[2024 Edition] Introduction of the Service Startup Delay Time Setting Feature

November 20th, 2024

Machine translation is used partially for this article. See the Japanese version for the original article.

Introduction

This time, we introduce the feature for configuring the Service Startup Delay Time of EXPRESSCLUSTER X, along with how to calculate the appropriate delay time.
This article is a revised edition (2024 edition) of a previous article. The previous article lacked some considerations regarding the Service Startup Delay Time, so a new article has been created.
Therefore, regardless of the version of EXPRESSCLUSTER X, please refer to this new article instead of the previous one.

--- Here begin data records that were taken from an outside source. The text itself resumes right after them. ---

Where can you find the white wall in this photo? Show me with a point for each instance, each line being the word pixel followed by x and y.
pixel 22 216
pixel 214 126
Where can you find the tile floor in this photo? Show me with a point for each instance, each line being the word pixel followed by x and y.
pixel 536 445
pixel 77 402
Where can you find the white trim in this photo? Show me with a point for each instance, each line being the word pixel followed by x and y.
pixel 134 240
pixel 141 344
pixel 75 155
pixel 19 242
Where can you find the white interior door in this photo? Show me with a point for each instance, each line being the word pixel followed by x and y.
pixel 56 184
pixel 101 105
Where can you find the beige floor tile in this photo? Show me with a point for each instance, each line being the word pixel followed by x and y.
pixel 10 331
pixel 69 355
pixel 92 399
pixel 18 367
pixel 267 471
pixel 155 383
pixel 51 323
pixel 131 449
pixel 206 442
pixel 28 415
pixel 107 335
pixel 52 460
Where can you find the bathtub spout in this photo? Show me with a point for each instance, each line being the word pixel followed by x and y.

1. Reasons for the Necessity of a Startup Delay
1.1 Not Recognizing the Restart of the Peer Server's OS
1.2 Both-System Activation Occurs
1.3 Forced Stop Execution During Cluster Startup Process
1.4 Resource Activation Before the Shared Disk is Fully Powered On
2. Calculating and Setting the Service Startup Delay Time
3. Checking the Operation
3.1 Windows
3.2 Linux

1. Reasons for the Necessity of a Startup Delay

If the startup delay time for the services of EXPRESSCLUSTER X is not appropriately set, the following issues may arise:

Failure to recognize the OS reboot of the peer server

Both-system activation occurring

Forced Stop execution during cluster startup processing

Resources becoming active before the shared disk has completed startup

In versions prior to EXPRESSCLUSTER X 4.3, adjusting the time until the services of EXPRESSCLUSTER X start required delaying the OS startup time or, in the case of Windows, using the armdelay command. However, delaying the OS startup time has the drawback of also delaying the startup of services that are not clustered by EXPRESSCLUSTER X.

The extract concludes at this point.